Another childhood milestone is about to transpire in the Potocko household. Like millions before and millions after, my 15-year old son, Alex, is about to get his learner's permit to drive.
Obviously this a very exciting time; honoring a rite of passage that is one step closer to adulthood … with swarms of parents enjoying mild cases of angina to accompany these rites.
My mom recently enjoyed turning 39 years old again. To make her celebration extra special, we watched videos of Alex as a youngster.
Reliving memories of Alex as a toddler only reinforces my belief that children are actually easier when they are young. At that time, however, I had no knowledge of this tidbit; none whatsoever. Friends with children much older than mine advised me how quickly babes grow, but being too busy amassed in poopy diapers and temper tantrums, it's hard to imagine the antics — oops, I meant to type adventures — of a teenager.
Seeing videos of Alex sitting in a booster seat at the dinner table, refusing to eat his salad, but happily kissing me in exchange for a Popsicle was ever-so-darling and oh-so-entertaining. After watching several videos, we all concluded that Alex was one cute wee little one.
My son has grown into a teenager who is smart, popular, talented, polite, respectful to others, and strong-willed. He can be a force to be reckoned with when dealing with his dad and me, however.
Let me share the road less traveled in regards to Alex acquiring his learner's permit. Alex told his dad and me the exact day when he would become eligible to get his permit — 15 years, 9 months old. Turns out that that oh-so-magical day was on a weekday. Hubby John and I work and while we could take off to take our son for his permit, we told him it would be easier if we went to the MVA early Saturday.
That was last month, so I'm sure you can imagine that didn't set well with the recipient of that news. Alex decided if we wouldn't take him during the week, he didn't want to go. That freed up my Saturday morning quite nicely, thank you very much. He came to his senses and decided that Saturday morning would work for him. How accommodating.
But alas, his decision was short-lived. During dinner, Alex informed us of his well thought out plan in regards to acquiring his permit. He wanted us — or one of us — to pick him up at noon Wednesday. He thought Wednesday would warrant the least crowds. And pay no mind to the fact that Wednesday is a work day and a school day.
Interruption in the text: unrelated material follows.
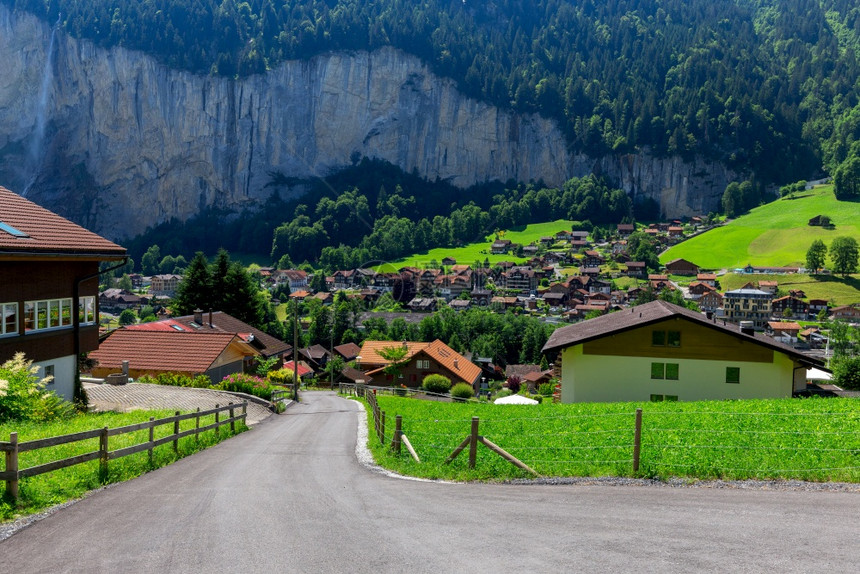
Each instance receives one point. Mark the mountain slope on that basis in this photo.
(752, 83)
(775, 234)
He would sacrifice his education in order to best assist us in helping him garner his permit on the day when the crowds are at a minimum.
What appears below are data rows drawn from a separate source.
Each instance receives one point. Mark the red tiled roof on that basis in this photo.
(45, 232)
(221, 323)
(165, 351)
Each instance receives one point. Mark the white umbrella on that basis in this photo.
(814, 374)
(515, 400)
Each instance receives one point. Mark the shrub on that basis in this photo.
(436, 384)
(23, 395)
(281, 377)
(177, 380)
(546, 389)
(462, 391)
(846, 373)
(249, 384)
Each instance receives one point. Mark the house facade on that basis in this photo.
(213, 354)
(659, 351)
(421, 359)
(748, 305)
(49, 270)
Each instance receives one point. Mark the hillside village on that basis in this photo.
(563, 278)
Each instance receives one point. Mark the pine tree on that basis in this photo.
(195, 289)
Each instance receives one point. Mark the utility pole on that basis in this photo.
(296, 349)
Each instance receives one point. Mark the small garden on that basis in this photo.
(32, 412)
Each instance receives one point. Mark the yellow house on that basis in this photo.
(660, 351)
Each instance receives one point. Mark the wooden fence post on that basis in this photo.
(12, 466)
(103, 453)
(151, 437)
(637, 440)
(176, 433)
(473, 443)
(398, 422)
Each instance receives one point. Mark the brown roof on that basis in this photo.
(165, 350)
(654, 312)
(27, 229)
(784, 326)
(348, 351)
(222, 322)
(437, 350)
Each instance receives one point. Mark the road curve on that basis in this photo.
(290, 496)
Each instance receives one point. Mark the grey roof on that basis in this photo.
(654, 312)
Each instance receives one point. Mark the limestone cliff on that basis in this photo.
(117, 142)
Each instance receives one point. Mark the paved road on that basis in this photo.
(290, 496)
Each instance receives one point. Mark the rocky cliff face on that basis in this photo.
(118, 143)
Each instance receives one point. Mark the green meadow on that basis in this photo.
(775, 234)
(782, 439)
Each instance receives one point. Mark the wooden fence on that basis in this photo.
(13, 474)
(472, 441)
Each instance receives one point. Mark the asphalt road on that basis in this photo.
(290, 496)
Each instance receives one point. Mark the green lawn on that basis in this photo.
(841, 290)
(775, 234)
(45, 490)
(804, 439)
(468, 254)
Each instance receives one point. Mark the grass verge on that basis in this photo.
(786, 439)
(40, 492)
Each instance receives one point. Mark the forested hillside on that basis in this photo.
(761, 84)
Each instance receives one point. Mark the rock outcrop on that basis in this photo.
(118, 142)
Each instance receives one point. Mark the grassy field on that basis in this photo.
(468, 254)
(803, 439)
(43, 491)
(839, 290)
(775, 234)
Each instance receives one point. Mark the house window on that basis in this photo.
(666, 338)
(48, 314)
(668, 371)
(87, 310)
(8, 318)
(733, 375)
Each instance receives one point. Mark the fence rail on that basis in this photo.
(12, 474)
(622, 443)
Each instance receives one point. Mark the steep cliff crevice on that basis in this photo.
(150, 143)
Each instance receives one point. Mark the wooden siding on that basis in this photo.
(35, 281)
His knowledge of all things is mind-boggling. He then enlightened us to the simple fact that he would be driving home from the MVA because all of his friends drove home straight away from the MVA. Really Alex? Really? From the MVA? This statement is coming from a child who has never driven anything more than a golf cart.
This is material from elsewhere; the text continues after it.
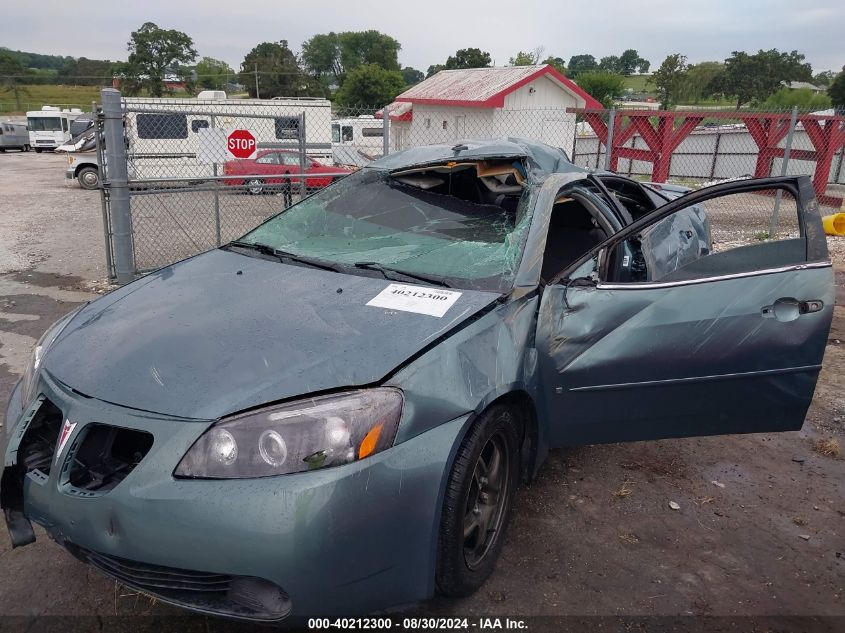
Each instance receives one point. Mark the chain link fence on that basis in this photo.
(202, 173)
In fact, Alex stated that he imagined driving a car is no different from driving a golf cart.
I drive a SUV that weighs more than 4,000 lbs. You can stop a golf cart on a dime. You need more than 2 seconds to stop a truck. When mom Michelle told son Alex he needed to practice driving in an empty parking lot, we got an earful… and a tad bit of — let's call it "indigestion" — from that dinner conversation.
The snappy repartee continued until I heard it for the umpteenth time and "enlightened" my toddler — oops, I meant to type, teenager — that we were NOT going on Saturday or any other day until he was calm, level-headed and respectful. That ended that conversation.
Oh, and "everyone" who drove home from the MVA turned out to be one friend.
Alex left the house in a huff and John and I listened to the sound of silence. Fortunately, Alex ended up at a friends' house who actually thought driving in an empty parking lot would be a good idea. This friend, we'll call him Robert, is my second adopted son. What a gem. He breathes rationality into Mr. Adamant and helps him find his way back from the Dark Side.
So, as it turns out, my young Anakin Skywalker agreed that driving in an empty parking lot would be a good idea after all. He had his first driving session this past weekend. As expected, he did very well and commented that it's not exactly like driving a golf cart.